According to Dr. Wilma C. Rossi, clinical associate professor for pediatrics at Children's Hospital in Philadelphia, the number of parents seeking growth hormones for their short, but healthy, children is on the rise.
"Overall, tall is considered 'better' than short," Rossi told ABCNews.com. "Children are perceived to be at a disadvantage socially and athletically if they are short. Parents often worry about the child's emotional health since they are sometimes teased for being shorter and looking younger than their peers."
The average American adult male is 5 feet 9 1/2 inches tall and the average woman is 5 feet 4 inches tall, according to the Centers for Disease Control and Prevention.
Height is largely determined by genetics, and hormones secreted by the pituitary gland -- a pea-size organ in the brain -- are responsible for growth.
Most research shows that while it's tough being short in grade school, the outcomes of shorter children are no different than their taller peers in adulthood.
"It seems contradictory, but growing up short in and of itself doesn't cause development issues," said Ellen Frankl, author of the 2006 memoir, "Beyond Measure."
"They are fine," she said. "It's the prejudice and stereotypes from other peers, teachers and principals."
Many experts worry that there are no long-term studies on the health effects of growth hormone on healthy children.

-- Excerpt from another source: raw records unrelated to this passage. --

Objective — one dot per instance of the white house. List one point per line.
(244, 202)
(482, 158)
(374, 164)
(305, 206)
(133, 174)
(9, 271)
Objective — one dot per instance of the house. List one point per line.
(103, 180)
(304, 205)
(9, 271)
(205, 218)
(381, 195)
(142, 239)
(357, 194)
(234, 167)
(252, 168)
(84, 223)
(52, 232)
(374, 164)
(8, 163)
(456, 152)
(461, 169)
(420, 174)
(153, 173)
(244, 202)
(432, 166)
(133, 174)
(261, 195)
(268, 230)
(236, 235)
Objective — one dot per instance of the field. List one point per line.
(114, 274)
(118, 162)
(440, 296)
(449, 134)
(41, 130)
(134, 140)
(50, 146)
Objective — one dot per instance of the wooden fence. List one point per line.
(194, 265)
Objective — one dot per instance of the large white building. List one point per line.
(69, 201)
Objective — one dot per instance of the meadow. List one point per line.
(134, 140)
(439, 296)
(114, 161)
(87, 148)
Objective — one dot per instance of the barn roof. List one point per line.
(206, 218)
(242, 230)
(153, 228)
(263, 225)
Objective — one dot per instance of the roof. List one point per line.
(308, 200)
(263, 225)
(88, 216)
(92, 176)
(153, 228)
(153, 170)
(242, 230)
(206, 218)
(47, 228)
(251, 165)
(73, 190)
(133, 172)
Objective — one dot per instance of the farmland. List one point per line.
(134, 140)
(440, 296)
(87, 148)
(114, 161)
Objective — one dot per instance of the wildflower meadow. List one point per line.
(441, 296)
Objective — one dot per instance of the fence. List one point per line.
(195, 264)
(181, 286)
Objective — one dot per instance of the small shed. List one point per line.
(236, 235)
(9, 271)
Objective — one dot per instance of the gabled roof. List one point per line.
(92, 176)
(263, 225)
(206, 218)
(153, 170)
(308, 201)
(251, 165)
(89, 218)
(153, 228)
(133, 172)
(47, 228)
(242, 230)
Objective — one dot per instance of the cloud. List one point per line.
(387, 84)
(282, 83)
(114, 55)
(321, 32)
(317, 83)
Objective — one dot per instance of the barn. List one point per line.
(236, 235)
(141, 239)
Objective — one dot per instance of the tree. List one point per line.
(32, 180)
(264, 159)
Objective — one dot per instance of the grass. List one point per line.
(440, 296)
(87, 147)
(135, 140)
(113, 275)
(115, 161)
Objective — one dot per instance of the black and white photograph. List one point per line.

And medical ethicists point out that treatments are most effective when a child is too young for informed consent.
Shots, usually given six times a week, are expensive -- up to $4,000 a month -- and must be given before puberty when bone plates close. And in most cases, height gains are minimal.
"If our kid has a life-threatening illness, we want to go to the doctor, but if the kid is healthy, how much risk do we want to take for only one or two inches of height?" asked Cohen.